I was standing at the end of a line of people at the bus shelter when the vehicle in question rolled up and stopped just in front of me. Its front and rear doors swung open and people poured out of the second door. I looked at the front entrance to the bus, open and inviting mere feet away. Then I turned to view the queue of people in front of me. No one moved. Were they all waiting for a different number? I couldn't see from my position whether multiple buses used this stop.  I hesitated, debating whether to move. Was it really likely that all these people were waiting for the bus to pull forward three feet to the front of the line?

Yes. Yes they were.

A minute later, the bus doors swung shut and the bus inched forward to where it stopped again and people began embarking. I blinked. No matter how good the British are at queuing, there is no way a group of people would wait just because the bus had pulled up at the back of the queue rather than at its front. There is also no way the bus driver would give a hoot whether he had stopped at exactly the right place or be prepared to stop twice, meters apart, to give the exiting passengers room to disembark before letting new people on. It was an awe-inspiring example of orderly efficiency and I was deeply glad I had not moved for fear of confirming what everyone in that line probably suspected of me anyway.

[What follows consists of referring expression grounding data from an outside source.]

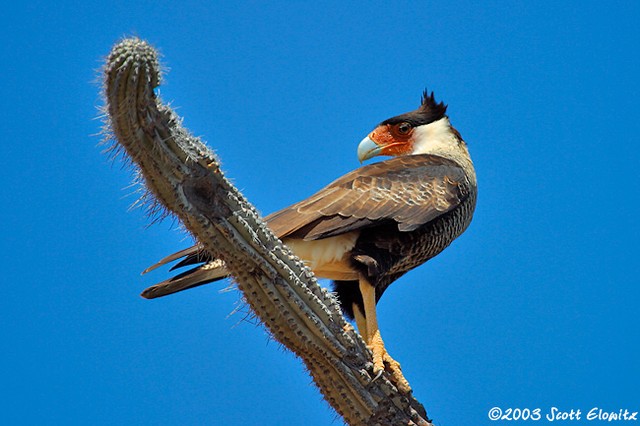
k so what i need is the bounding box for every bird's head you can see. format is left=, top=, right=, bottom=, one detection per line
left=357, top=90, right=463, bottom=162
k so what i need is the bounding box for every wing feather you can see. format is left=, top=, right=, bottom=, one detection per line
left=266, top=154, right=472, bottom=240
left=142, top=154, right=471, bottom=298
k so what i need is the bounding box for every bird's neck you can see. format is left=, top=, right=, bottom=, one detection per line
left=413, top=117, right=477, bottom=185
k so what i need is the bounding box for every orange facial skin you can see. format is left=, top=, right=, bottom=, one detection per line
left=368, top=123, right=415, bottom=157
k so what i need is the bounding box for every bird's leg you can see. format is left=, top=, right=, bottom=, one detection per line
left=352, top=303, right=368, bottom=345
left=358, top=279, right=385, bottom=373
left=358, top=277, right=411, bottom=393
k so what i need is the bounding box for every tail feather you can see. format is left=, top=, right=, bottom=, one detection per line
left=142, top=245, right=204, bottom=274
left=141, top=258, right=229, bottom=299
left=170, top=246, right=214, bottom=271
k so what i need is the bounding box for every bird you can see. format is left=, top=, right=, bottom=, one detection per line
left=141, top=90, right=477, bottom=389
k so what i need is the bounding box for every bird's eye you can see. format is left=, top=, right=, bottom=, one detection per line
left=397, top=122, right=412, bottom=135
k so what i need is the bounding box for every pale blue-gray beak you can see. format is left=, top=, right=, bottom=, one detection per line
left=357, top=136, right=382, bottom=163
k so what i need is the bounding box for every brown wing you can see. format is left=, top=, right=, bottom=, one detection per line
left=141, top=154, right=471, bottom=298
left=265, top=154, right=472, bottom=240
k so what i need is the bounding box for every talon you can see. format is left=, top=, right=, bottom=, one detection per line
left=384, top=351, right=412, bottom=393
left=342, top=322, right=354, bottom=334
left=371, top=368, right=384, bottom=383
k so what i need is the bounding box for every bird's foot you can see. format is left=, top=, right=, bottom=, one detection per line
left=383, top=351, right=411, bottom=394
left=368, top=330, right=412, bottom=393
left=342, top=322, right=355, bottom=334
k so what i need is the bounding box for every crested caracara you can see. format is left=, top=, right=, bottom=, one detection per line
left=142, top=90, right=477, bottom=390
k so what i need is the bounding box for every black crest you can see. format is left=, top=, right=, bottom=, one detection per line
left=420, top=90, right=447, bottom=118
left=381, top=88, right=448, bottom=127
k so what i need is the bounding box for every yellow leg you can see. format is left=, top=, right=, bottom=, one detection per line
left=352, top=303, right=368, bottom=344
left=358, top=276, right=411, bottom=393
left=358, top=279, right=385, bottom=373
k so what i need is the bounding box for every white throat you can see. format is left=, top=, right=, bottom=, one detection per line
left=412, top=117, right=476, bottom=185
left=412, top=117, right=457, bottom=156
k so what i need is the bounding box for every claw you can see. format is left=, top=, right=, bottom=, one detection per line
left=384, top=351, right=411, bottom=393
left=371, top=368, right=384, bottom=383
left=367, top=329, right=412, bottom=393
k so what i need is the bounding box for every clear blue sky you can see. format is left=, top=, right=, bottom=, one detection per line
left=1, top=2, right=638, bottom=425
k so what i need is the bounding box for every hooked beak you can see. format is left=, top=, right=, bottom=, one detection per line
left=357, top=136, right=382, bottom=163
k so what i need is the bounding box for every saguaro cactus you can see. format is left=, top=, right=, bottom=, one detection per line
left=101, top=37, right=432, bottom=426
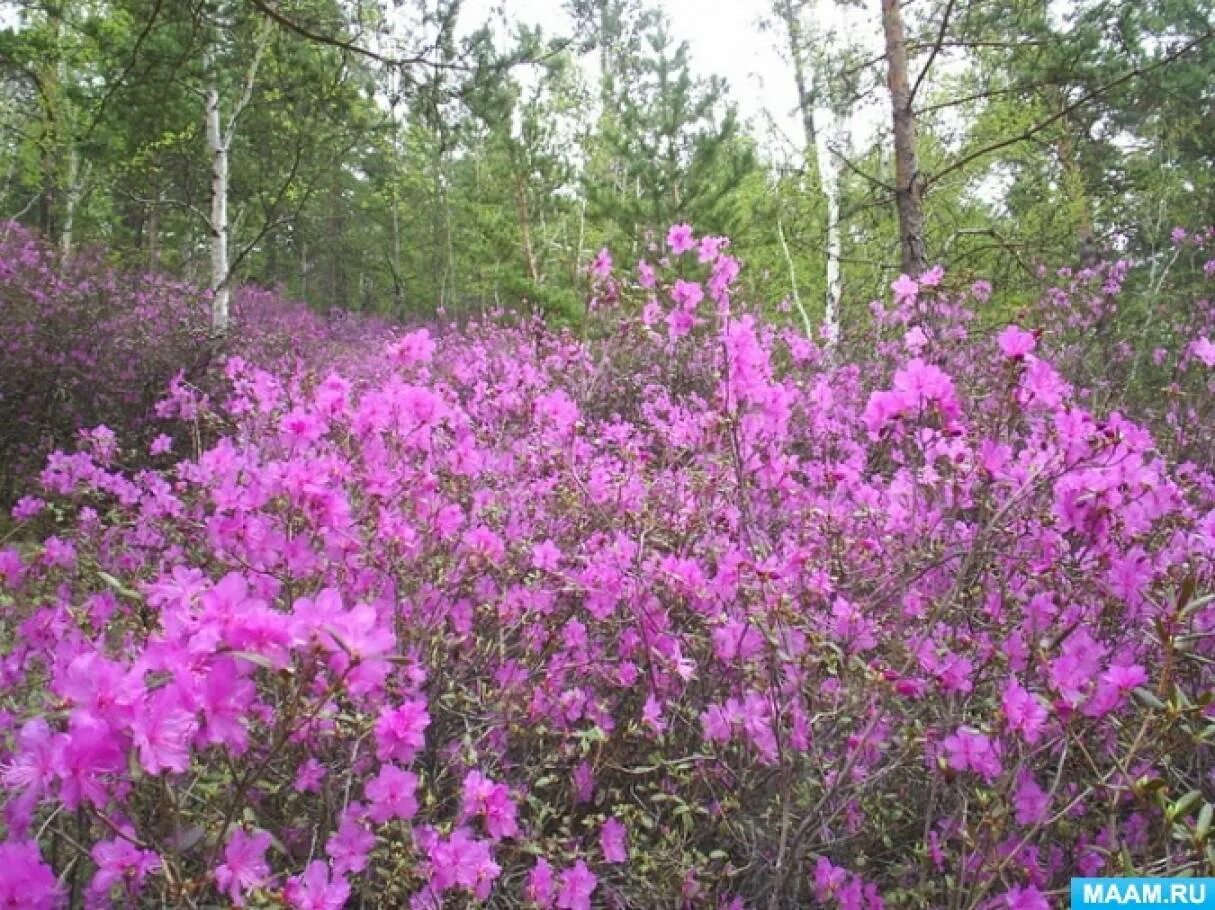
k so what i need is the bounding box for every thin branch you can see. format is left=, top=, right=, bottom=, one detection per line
left=828, top=145, right=894, bottom=192
left=224, top=18, right=273, bottom=144
left=121, top=191, right=212, bottom=230
left=910, top=0, right=956, bottom=106
left=245, top=0, right=472, bottom=71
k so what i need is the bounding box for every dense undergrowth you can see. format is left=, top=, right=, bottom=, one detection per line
left=1, top=223, right=1215, bottom=908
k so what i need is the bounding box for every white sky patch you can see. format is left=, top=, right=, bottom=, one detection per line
left=460, top=0, right=890, bottom=163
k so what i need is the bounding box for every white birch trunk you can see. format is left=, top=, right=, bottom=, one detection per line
left=59, top=146, right=87, bottom=264
left=817, top=109, right=842, bottom=350
left=206, top=75, right=230, bottom=331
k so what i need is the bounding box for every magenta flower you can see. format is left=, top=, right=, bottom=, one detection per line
left=294, top=757, right=327, bottom=794
left=214, top=829, right=272, bottom=906
left=131, top=688, right=197, bottom=775
left=600, top=817, right=628, bottom=863
left=891, top=273, right=918, bottom=304
left=0, top=840, right=62, bottom=910
left=2, top=717, right=55, bottom=798
left=427, top=827, right=501, bottom=900
left=526, top=857, right=556, bottom=908
left=1190, top=335, right=1215, bottom=367
left=460, top=770, right=518, bottom=840
left=666, top=223, right=695, bottom=255
left=1001, top=884, right=1050, bottom=910
left=1001, top=678, right=1048, bottom=744
left=365, top=765, right=419, bottom=824
left=531, top=539, right=563, bottom=572
left=1012, top=771, right=1050, bottom=826
left=388, top=328, right=437, bottom=367
left=51, top=713, right=125, bottom=809
left=325, top=810, right=375, bottom=876
left=90, top=831, right=161, bottom=898
left=284, top=860, right=351, bottom=910
left=941, top=727, right=1002, bottom=781
left=374, top=698, right=430, bottom=764
left=556, top=860, right=598, bottom=910
left=997, top=324, right=1037, bottom=358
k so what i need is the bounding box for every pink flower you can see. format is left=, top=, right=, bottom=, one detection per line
left=572, top=761, right=595, bottom=804
left=698, top=235, right=726, bottom=263
left=1084, top=663, right=1148, bottom=718
left=284, top=860, right=351, bottom=910
left=460, top=770, right=518, bottom=839
left=428, top=827, right=501, bottom=900
left=1019, top=358, right=1070, bottom=409
left=526, top=857, right=556, bottom=908
left=891, top=273, right=918, bottom=304
left=366, top=765, right=419, bottom=824
left=2, top=717, right=55, bottom=798
left=326, top=810, right=375, bottom=876
left=637, top=260, right=657, bottom=288
left=903, top=326, right=928, bottom=353
left=600, top=817, right=628, bottom=863
left=556, top=860, right=598, bottom=910
left=389, top=329, right=436, bottom=367
left=1001, top=678, right=1048, bottom=744
left=294, top=758, right=327, bottom=793
left=667, top=223, right=695, bottom=255
left=90, top=831, right=160, bottom=898
left=532, top=540, right=563, bottom=572
left=51, top=713, right=125, bottom=809
left=0, top=840, right=61, bottom=910
left=590, top=248, right=612, bottom=279
left=920, top=264, right=945, bottom=286
left=671, top=279, right=704, bottom=310
left=1190, top=336, right=1215, bottom=367
left=997, top=325, right=1036, bottom=358
left=198, top=657, right=254, bottom=754
left=214, top=829, right=271, bottom=906
left=1012, top=771, right=1050, bottom=826
left=131, top=687, right=197, bottom=775
left=374, top=698, right=430, bottom=764
left=941, top=727, right=1002, bottom=781
left=11, top=495, right=44, bottom=520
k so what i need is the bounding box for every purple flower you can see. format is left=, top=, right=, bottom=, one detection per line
left=600, top=817, right=628, bottom=863
left=0, top=840, right=62, bottom=909
left=284, top=860, right=351, bottom=910
left=366, top=765, right=419, bottom=824
left=667, top=223, right=695, bottom=255
left=214, top=829, right=271, bottom=906
left=941, top=727, right=1002, bottom=781
left=997, top=325, right=1037, bottom=358
left=374, top=698, right=430, bottom=764
left=556, top=860, right=597, bottom=910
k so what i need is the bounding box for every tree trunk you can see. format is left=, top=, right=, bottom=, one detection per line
left=881, top=0, right=927, bottom=276
left=514, top=169, right=541, bottom=285
left=820, top=124, right=842, bottom=346
left=775, top=0, right=842, bottom=347
left=59, top=149, right=88, bottom=264
left=206, top=76, right=231, bottom=331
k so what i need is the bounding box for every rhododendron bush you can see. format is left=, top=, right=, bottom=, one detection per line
left=0, top=224, right=391, bottom=500
left=2, top=225, right=1215, bottom=909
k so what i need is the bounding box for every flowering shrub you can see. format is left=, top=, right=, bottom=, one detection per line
left=1, top=225, right=1214, bottom=908
left=0, top=224, right=393, bottom=501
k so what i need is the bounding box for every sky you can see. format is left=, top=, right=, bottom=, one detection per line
left=460, top=0, right=889, bottom=161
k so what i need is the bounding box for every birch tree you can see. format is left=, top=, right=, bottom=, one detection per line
left=202, top=10, right=271, bottom=331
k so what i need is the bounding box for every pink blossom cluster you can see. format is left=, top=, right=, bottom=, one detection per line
left=1, top=224, right=1215, bottom=908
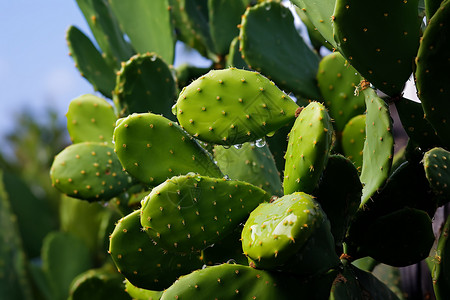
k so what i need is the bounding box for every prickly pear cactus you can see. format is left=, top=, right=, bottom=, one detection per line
left=43, top=0, right=450, bottom=298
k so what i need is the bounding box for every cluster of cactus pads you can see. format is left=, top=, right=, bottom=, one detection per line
left=44, top=0, right=450, bottom=299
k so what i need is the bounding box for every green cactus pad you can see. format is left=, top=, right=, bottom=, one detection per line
left=317, top=52, right=366, bottom=133
left=213, top=142, right=283, bottom=196
left=174, top=68, right=299, bottom=145
left=226, top=36, right=249, bottom=69
left=360, top=88, right=394, bottom=206
left=432, top=215, right=450, bottom=300
left=68, top=268, right=130, bottom=300
left=283, top=101, right=333, bottom=195
left=114, top=53, right=177, bottom=119
left=395, top=97, right=440, bottom=151
left=279, top=217, right=340, bottom=277
left=290, top=0, right=337, bottom=49
left=416, top=0, right=450, bottom=147
left=295, top=6, right=333, bottom=52
left=124, top=280, right=162, bottom=300
left=140, top=174, right=270, bottom=253
left=66, top=26, right=116, bottom=98
left=66, top=94, right=117, bottom=147
left=50, top=142, right=134, bottom=201
left=423, top=147, right=450, bottom=205
left=209, top=0, right=250, bottom=55
left=160, top=263, right=314, bottom=300
left=360, top=208, right=434, bottom=267
left=372, top=264, right=404, bottom=300
left=333, top=0, right=421, bottom=96
left=113, top=113, right=223, bottom=186
left=109, top=210, right=203, bottom=290
left=241, top=192, right=325, bottom=269
left=108, top=0, right=175, bottom=64
left=330, top=265, right=401, bottom=300
left=239, top=1, right=321, bottom=99
left=341, top=114, right=366, bottom=171
left=41, top=232, right=93, bottom=300
left=314, top=155, right=362, bottom=246
left=75, top=0, right=134, bottom=69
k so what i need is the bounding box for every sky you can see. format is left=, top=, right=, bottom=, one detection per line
left=0, top=1, right=94, bottom=137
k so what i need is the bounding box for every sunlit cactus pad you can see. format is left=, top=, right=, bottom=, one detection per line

This calm patience even extends to the trains which can be painfully over-packed. Although I've yet to experience 'pushers' (people employed to push people into the carriages to ensure as many can travel as possible), a train trip last weekend saw me pinned upright in the middle of a carriage by the people stuffed in around me. Yet, no one yelled or cursed (except me, and then only silently) or even looked particularly harassed. In a nation where everyone bows rather than make physical contact, it is amazing that such crowded conditions don't cause aneurysms. A similarly packed London tube carriage causes at least half the occupants to require psychiatric counseling.

So sorry Arthur. You thought you could queue but, quite frankly, you can't.